[DOCS] softmax tutorial fixup (#198)

2021-08-11 17:35:00 -07:00
parent 83da7065da
commit 398d4b4aeb
1 changed files with 8 additions and 9 deletions
--- a/python/tutorials/02-fused-softmax.py
+++ b/python/tutorials/02-fused-softmax.py
@@ -28,25 +28,25 @@ def naive_softmax(x):
    """
    # read  MN elements ; write M  elements
    x_max = x.max(dim=1)[0]
-    # read 2MN elements ; write MN elements
+    # read MN + M elements ; write MN elements
    z = x - x_max[:, None]
    # read  MN elements ; write MN elements
    numerator = torch.exp(z)
    # read  MN elements ; write M  elements
    denominator = numerator.sum(dim=1)
-    # read 2MN elements ; write MN elements
+    # read MN + M elements ; write MN elements
    ret = numerator / denominator[:, None]
-    # in total: read 7MN elements ; wrote 3MN + 2M elements
+    # in total: read 5MN + 2M elements ; wrote 3MN + 2M elements
    return ret


 # %%
 # When implemented naively in PyTorch, computing :code:`y = naive_softmax(x)` for :math:`x \in R^{M \times N}`
-# requires reading :math:`7MN` elements from DRAM and writing back :math:`3MN + 2M` elements.
+# requires reading :math:`5MN + 2M` elements from DRAM and writing back :math:`3MN + 2M` elements.
 # This is obviously wasteful; we'd prefer to have a custom "fused" kernel that only reads
 # X once and does all the necessary computations on-chip.
 # Doing so would require reading and writing back only :math:`MN` bytes, so we could
-# expect a theoretical speed-up of ~5x (i.e., :math:`(10MN + 2M) / 2MN`).
+# expect a theoretical speed-up of ~4x (i.e., :math:`(8MN + 4M) / 2MN`).
 # The `torch.jit.script` flags aims to perform this kind of "kernel fusion" automatically
 # but, as we will see later, it is still far from ideal.
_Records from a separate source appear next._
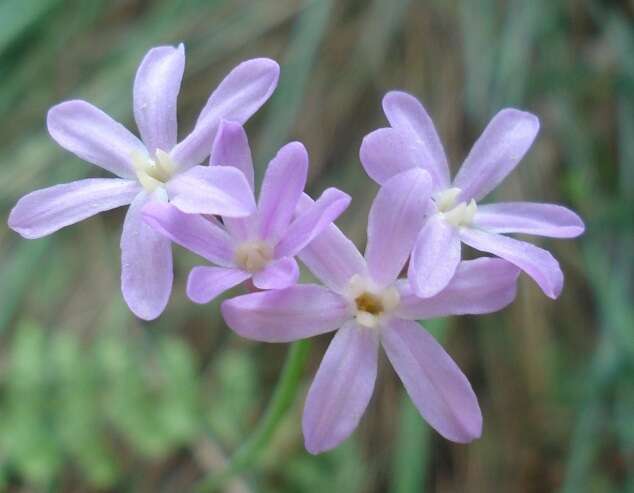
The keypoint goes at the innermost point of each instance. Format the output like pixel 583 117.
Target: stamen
pixel 153 173
pixel 368 303
pixel 456 215
pixel 253 256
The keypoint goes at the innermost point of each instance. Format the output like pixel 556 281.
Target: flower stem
pixel 282 399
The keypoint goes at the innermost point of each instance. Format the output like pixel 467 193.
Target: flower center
pixel 460 214
pixel 153 173
pixel 370 304
pixel 253 256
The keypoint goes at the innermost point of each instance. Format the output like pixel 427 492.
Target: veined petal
pixel 146 262
pixel 191 231
pixel 342 388
pixel 45 211
pixel 483 285
pixel 92 135
pixel 239 95
pixel 206 283
pixel 405 113
pixel 396 217
pixel 532 218
pixel 502 145
pixel 278 274
pixel 433 381
pixel 311 222
pixel 156 87
pixel 282 187
pixel 285 315
pixel 535 261
pixel 231 148
pixel 435 257
pixel 331 256
pixel 217 190
pixel 387 152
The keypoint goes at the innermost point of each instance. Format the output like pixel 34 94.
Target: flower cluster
pixel 419 218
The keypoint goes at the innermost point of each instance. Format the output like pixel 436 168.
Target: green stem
pixel 283 397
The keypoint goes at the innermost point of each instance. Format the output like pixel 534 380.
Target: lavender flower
pixel 412 142
pixel 156 169
pixel 260 247
pixel 370 307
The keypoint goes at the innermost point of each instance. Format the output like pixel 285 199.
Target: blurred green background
pixel 92 399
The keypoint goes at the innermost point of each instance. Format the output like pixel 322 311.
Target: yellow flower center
pixel 368 303
pixel 253 256
pixel 457 215
pixel 153 173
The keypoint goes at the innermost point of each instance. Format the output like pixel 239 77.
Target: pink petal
pixel 433 381
pixel 331 256
pixel 219 190
pixel 284 315
pixel 45 211
pixel 239 95
pixel 536 262
pixel 156 87
pixel 550 220
pixel 231 148
pixel 484 285
pixel 194 232
pixel 435 257
pixel 341 389
pixel 278 274
pixel 313 221
pixel 502 145
pixel 90 134
pixel 206 283
pixel 405 113
pixel 282 187
pixel 146 263
pixel 387 152
pixel 396 217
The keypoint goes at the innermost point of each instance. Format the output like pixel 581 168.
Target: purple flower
pixel 370 307
pixel 261 246
pixel 412 142
pixel 156 169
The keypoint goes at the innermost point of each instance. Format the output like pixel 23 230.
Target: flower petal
pixel 483 285
pixel 331 256
pixel 205 283
pixel 156 87
pixel 282 187
pixel 387 152
pixel 532 218
pixel 231 148
pixel 396 217
pixel 239 95
pixel 278 274
pixel 502 145
pixel 536 262
pixel 45 211
pixel 433 381
pixel 146 262
pixel 435 257
pixel 92 135
pixel 219 190
pixel 342 388
pixel 285 315
pixel 405 113
pixel 311 222
pixel 194 232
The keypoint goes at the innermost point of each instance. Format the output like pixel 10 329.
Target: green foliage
pixel 66 403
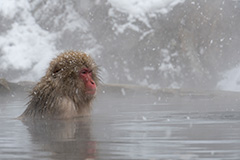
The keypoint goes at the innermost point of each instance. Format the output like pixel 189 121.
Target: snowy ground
pixel 135 41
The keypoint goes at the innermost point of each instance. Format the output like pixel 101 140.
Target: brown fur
pixel 61 93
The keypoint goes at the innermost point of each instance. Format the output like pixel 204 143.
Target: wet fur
pixel 61 93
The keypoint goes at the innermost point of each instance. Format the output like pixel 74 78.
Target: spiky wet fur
pixel 60 93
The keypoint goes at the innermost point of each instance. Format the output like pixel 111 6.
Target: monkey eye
pixel 84 72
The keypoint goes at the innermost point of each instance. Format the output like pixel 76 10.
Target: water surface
pixel 137 126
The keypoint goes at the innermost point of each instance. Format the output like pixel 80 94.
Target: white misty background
pixel 167 43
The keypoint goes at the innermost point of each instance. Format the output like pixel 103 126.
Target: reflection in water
pixel 65 139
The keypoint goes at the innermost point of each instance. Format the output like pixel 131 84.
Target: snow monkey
pixel 67 89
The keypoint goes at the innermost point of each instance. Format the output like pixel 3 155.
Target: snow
pixel 25 46
pixel 231 80
pixel 139 8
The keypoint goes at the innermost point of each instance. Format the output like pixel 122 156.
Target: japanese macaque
pixel 67 90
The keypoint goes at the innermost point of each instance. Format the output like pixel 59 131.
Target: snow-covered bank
pixel 231 80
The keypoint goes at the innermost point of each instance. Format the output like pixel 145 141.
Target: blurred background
pixel 156 43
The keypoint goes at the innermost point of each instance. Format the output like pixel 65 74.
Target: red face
pixel 90 85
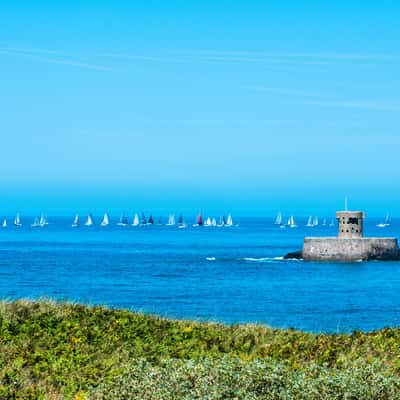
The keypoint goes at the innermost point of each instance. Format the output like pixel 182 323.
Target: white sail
pixel 106 220
pixel 76 221
pixel 136 220
pixel 278 220
pixel 171 220
pixel 35 223
pixel 17 221
pixel 291 222
pixel 89 221
pixel 43 220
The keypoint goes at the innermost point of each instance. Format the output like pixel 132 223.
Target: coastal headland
pixel 54 350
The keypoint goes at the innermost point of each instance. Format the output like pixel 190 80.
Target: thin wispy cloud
pixel 315 99
pixel 356 104
pixel 37 55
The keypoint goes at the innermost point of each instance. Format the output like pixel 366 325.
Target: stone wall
pixel 333 249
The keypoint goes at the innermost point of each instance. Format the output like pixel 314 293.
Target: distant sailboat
pixel 136 220
pixel 309 222
pixel 171 220
pixel 385 223
pixel 199 220
pixel 123 221
pixel 43 221
pixel 181 222
pixel 76 222
pixel 17 221
pixel 36 223
pixel 89 220
pixel 291 223
pixel 278 220
pixel 106 220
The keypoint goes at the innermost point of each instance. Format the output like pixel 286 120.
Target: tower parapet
pixel 350 224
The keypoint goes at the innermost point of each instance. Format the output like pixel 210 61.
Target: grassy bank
pixel 56 351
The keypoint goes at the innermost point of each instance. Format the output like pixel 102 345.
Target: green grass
pixel 55 350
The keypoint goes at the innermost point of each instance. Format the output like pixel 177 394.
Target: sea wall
pixel 334 249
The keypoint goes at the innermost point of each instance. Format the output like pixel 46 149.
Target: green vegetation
pixel 56 351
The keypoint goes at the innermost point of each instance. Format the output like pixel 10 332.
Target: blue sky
pixel 249 107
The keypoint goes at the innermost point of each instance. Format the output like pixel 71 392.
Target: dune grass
pixel 54 350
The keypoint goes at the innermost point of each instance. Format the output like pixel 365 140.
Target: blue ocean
pixel 231 275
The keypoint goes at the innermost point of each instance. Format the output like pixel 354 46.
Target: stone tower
pixel 350 224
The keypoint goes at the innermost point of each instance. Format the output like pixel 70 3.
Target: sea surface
pixel 232 275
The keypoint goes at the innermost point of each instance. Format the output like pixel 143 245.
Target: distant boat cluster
pixel 136 221
pixel 38 222
pixel 312 221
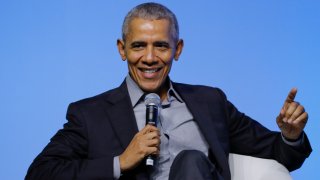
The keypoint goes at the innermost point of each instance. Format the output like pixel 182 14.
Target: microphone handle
pixel 151 118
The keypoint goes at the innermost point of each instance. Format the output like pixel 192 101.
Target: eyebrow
pixel 138 43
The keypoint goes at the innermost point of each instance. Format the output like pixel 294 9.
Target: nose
pixel 150 57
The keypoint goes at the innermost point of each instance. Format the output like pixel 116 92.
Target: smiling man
pixel 106 136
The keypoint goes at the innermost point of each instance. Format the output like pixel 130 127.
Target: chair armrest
pixel 251 168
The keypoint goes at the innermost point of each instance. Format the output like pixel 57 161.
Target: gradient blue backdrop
pixel 56 52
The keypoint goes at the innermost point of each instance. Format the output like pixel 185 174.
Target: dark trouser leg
pixel 193 165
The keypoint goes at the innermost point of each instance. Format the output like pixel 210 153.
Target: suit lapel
pixel 121 115
pixel 200 110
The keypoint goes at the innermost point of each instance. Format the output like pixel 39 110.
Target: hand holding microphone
pixel 146 142
pixel 152 102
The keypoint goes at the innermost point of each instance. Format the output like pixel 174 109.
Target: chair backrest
pixel 251 168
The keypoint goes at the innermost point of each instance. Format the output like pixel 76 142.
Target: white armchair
pixel 250 168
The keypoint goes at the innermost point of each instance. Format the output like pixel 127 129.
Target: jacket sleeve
pixel 249 137
pixel 66 155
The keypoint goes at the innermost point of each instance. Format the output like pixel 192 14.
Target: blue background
pixel 55 52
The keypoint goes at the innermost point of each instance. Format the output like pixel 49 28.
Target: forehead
pixel 143 27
@@ -200,7 +200,6 @@ benchmark.run(show_plots=True, print_data=True)
 # %%
 # In the above plot, we can see that:
 #
-#  - Triton is 2-3x faster than the Torch JIT.
-#  - Triton is even faster than :code:`torch.softmax`. My guess from looking at the source-code of the `PyTorch kernel <https://github.com/pytorch/pytorch/blob/9409a3a39b7149bb2d833a89e0c944109bef7c27/caffe2/operators/softmax_ops.cu#L240>`_ is that PyTorch only partially fuses the computation of the softmax.
-#    This means that -- when temporary data is too large to fit entirely in the GPU's cache -- it transfers almost twice the amount of memory necessary.
-#    Note that our Triton kernel is not only faster than PyTorch's CUDA kernel, it is also **easier to read, understand and maintain**.
+#  - Triton is 4x faster than the Torch JIT. This confirms our suspicions that the Torch JIT does not do any fusion here.
+#  - Triton is noticeably faster than :code:`torch.softmax` -- in addition to being **easier to read, understand and maintain**. 
+#    Note however that the PyTorch `softmax` operation is more general and will works on tensors of any shape.